Updated

Saddam Hussein's chief lawyer said Sunday he plans to publish a book in the coming year disclosing secret information about the executed Iraqi leader.

"Any lawyer who worked on such a big case has the right to write his [Saddam's] diary," said Khalil al-Dulaimi, a Baghdad attorney, who served as Saddam's confidante and main legal counsel since the deposed dictator's interrogation by U.S. and Iraqi authorities on June 14, 2005.

Al-Dulaimi said his book would "clear up some points about facts that haven't yet been announced." He would not say whether he had already started writing the book but said he would reprint as many as 300 personal letters, poems and other miscellaneous works written by the deposed leader.

"I will write everything about the court, the Americans, and the way they used to treat him," al-Dulaimi said in a telephone interview.

"I'm also going to talk about how Baghdad fell at the hands of Americans and the way they entered and captured Baghdad," he added.

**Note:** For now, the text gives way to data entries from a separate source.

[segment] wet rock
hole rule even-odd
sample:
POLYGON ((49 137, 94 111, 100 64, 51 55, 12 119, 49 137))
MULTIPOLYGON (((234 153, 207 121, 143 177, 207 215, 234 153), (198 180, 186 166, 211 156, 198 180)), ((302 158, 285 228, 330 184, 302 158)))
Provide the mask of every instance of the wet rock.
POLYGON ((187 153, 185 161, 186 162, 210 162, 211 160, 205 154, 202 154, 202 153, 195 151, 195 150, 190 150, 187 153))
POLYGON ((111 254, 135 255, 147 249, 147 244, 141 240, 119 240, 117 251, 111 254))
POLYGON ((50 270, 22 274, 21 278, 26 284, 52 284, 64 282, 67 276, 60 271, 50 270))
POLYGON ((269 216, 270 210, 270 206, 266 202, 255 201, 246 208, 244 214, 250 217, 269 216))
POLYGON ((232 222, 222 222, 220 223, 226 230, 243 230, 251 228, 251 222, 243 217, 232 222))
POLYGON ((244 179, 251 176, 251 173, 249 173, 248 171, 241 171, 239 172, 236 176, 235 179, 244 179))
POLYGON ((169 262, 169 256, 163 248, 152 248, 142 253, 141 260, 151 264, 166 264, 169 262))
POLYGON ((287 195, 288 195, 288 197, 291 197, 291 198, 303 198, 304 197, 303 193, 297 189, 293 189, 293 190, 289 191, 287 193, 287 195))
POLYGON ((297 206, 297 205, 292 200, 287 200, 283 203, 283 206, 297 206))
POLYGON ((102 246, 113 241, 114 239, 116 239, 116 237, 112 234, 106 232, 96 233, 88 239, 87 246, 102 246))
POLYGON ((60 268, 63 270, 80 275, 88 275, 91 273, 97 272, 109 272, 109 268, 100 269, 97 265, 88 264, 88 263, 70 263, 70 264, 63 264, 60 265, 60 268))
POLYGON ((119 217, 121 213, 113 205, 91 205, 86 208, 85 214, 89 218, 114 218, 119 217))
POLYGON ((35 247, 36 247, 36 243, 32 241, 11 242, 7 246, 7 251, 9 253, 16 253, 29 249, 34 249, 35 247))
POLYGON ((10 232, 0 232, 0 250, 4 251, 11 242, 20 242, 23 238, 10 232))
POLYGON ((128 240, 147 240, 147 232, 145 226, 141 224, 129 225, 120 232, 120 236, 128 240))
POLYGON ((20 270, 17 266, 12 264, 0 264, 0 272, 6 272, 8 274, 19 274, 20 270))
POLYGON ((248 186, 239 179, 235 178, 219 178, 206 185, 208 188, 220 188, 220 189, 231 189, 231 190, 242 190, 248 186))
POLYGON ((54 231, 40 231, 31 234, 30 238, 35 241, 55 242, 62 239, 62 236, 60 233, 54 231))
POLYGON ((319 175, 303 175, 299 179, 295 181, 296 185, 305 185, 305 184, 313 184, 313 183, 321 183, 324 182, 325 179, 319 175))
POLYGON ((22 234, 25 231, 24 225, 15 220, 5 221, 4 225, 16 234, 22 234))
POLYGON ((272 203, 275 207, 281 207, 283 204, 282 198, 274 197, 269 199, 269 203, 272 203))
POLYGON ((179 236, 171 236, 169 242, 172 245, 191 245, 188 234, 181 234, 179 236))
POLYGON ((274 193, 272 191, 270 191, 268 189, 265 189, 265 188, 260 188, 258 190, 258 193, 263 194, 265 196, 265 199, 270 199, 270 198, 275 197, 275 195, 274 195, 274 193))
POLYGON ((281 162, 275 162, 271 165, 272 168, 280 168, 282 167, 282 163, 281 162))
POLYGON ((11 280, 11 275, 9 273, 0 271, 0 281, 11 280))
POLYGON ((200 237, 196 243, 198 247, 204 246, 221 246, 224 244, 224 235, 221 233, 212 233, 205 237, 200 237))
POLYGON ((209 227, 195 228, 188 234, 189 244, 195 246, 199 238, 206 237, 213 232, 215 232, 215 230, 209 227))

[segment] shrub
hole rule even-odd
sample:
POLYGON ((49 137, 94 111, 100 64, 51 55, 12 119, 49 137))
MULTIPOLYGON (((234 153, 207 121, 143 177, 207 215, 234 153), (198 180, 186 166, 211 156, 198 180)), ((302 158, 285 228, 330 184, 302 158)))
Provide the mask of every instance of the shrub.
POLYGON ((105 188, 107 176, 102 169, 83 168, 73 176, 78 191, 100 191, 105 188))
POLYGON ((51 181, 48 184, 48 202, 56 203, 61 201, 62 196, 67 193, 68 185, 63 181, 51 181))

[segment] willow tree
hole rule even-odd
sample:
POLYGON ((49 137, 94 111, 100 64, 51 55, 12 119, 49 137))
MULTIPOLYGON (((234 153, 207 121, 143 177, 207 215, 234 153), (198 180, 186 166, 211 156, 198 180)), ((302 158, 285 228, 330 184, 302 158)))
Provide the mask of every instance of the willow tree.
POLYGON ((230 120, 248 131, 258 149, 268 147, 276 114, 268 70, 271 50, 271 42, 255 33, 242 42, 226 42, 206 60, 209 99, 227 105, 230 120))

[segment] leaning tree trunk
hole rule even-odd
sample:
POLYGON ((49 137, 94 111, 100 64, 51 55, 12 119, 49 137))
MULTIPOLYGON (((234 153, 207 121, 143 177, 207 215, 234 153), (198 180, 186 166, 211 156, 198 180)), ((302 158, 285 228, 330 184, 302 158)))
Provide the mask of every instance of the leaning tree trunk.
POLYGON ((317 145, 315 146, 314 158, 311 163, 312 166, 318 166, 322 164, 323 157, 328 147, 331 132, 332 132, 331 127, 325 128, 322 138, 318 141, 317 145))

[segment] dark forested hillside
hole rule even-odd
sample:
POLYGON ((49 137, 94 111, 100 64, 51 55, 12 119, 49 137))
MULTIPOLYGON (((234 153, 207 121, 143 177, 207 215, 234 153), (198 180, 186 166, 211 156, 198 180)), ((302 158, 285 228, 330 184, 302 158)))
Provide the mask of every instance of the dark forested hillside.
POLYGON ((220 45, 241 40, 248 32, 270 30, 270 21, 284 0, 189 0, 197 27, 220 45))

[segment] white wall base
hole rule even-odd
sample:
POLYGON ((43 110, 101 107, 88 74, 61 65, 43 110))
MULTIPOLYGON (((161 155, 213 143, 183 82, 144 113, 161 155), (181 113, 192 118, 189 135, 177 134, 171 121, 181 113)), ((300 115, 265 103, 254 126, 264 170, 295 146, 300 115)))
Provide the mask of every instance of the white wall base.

Saddam was sentenced to death last November for the killing of 148 Shiites in Dujail after a 1982 attempt to assassinate him. He was executed on Dec. 30, 2006 in an unruly scene that brought worldwide criticism of the Iraqi government. Video of the execution, recorded on a cell phone camera, showed the former dictator being taunted as he stood with a noose around his neck on the gallows.